Practicing Dermatology in the Real World: What Training Doesn't Always Teach You

Dr. Ahmad Jabbar, Dermatologist

By the time we finish dermatology residency, most of us feel confident identifying rashes, managing complex skin disease, and performing procedures efficiently. What many of us are less prepared for is how those skills translate—or don't—into the pace and structure of real-world practice.

The first adjustment is volume. Academic training centers on thoroughness. Community practice centers on throughput. A 15-minute slot for a new patient with multiple concerns is not a failure of the system—it is the system. Learning to prioritize efficiently, without compromising quality, is a skill that develops with practice and is not always taught explicitly.

The second adjustment is documentation. In training, notes are educational artifacts. In practice, they are legal documents, billing records, and communication tools simultaneously.
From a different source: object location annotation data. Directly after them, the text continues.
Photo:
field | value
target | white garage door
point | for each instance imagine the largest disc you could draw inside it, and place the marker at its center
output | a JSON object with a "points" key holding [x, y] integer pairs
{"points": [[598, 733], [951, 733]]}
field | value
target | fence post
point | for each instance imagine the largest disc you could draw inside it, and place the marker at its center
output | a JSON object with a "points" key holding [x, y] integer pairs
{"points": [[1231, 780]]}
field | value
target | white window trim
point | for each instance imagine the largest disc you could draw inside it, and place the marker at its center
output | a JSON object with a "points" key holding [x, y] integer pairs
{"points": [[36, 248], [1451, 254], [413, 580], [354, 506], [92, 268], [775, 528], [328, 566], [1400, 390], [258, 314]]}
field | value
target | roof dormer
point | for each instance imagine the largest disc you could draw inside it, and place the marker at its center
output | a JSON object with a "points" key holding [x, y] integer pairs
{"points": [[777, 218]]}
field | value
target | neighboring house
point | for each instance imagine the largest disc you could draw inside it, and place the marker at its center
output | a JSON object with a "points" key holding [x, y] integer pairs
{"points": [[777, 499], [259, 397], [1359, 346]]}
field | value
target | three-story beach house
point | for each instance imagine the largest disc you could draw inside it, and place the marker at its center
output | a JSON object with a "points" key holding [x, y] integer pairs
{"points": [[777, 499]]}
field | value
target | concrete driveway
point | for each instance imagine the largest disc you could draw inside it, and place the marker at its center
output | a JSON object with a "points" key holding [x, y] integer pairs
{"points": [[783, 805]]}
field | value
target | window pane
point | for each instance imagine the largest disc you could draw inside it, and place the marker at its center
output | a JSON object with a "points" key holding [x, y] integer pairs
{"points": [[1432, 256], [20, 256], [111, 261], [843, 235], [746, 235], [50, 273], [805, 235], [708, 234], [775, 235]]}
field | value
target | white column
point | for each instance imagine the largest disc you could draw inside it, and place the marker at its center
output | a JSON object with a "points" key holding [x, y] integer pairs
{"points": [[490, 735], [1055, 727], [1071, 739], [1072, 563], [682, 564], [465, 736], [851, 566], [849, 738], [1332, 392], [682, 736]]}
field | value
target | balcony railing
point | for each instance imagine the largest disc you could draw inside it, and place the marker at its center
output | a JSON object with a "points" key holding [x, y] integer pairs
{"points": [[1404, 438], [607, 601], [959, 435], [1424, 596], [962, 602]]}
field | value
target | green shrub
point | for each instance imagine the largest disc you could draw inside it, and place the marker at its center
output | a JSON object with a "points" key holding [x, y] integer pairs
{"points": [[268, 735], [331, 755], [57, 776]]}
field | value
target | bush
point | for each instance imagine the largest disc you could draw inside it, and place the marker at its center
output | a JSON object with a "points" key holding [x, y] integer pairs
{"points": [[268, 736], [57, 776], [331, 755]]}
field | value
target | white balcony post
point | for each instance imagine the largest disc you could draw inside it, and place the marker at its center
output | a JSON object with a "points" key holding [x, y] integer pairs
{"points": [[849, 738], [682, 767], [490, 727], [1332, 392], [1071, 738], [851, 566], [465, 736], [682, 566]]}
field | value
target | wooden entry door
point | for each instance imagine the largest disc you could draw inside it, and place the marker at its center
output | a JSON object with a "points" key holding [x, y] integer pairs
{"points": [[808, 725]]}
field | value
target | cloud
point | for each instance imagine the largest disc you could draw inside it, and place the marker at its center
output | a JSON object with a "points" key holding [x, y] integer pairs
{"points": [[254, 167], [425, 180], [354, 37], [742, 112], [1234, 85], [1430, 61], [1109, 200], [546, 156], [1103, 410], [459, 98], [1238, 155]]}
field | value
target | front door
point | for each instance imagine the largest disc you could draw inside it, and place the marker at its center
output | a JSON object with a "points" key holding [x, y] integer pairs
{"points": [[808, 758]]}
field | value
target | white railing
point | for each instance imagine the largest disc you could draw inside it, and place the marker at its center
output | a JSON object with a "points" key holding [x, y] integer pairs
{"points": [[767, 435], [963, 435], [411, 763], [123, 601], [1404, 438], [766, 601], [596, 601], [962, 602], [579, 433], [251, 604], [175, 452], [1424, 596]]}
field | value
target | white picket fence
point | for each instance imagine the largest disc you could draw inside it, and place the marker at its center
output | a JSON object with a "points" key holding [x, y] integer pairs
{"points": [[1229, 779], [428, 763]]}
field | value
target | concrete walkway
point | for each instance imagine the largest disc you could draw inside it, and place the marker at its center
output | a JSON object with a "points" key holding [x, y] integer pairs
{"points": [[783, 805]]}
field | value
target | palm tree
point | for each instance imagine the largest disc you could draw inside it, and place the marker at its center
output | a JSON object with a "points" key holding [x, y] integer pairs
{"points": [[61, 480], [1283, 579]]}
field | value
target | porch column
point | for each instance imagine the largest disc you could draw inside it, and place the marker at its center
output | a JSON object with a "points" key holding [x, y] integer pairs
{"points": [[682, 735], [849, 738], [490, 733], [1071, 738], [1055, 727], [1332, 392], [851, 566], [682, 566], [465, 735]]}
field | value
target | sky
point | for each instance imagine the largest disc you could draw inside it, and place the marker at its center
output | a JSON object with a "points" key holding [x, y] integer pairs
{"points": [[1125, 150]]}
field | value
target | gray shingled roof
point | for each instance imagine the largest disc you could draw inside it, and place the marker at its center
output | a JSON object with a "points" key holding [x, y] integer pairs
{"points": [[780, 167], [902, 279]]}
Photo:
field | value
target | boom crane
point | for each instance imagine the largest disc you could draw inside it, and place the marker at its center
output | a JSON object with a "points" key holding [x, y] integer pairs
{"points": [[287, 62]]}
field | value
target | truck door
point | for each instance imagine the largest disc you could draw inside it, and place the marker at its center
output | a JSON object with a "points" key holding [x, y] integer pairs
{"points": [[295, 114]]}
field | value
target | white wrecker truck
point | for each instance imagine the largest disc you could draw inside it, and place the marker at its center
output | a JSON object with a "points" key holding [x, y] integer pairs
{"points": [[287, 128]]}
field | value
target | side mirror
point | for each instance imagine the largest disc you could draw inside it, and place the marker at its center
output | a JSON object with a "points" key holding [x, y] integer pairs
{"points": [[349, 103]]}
Understanding what needs to be in a note—and why—is something most residents learn by trial and error after they are already in practice.

Drug access and prior authorization are a third reality that residency rarely prepares you for. You can know exactly what the right biologic is for your patient and still spend significant time on paperwork, appeals, and alternatives because of formulary restrictions. Building efficient workflows for this—and knowing when to escalate—is practical knowledge that comes from experience.

Patient communication in real-world settings is also different from what training prepares you for. Patients come in with information from the internet, from social media, and increasingly from AI tools. Managing those inputs—acknowledging what is accurate, correcting what is not, and keeping the clinical relationship intact—requires a different kind of communication skill than explaining a diagnosis to a patient who has no prior information.

None of this is a criticism of training. Residency is designed to build clinical competence, and it does that well. The gaps are not in clinical knowledge—they are in the surrounding context of practice. The good news is that those gaps close quickly with experience and with deliberate attention to developing the non-clinical skills that make practice sustainable.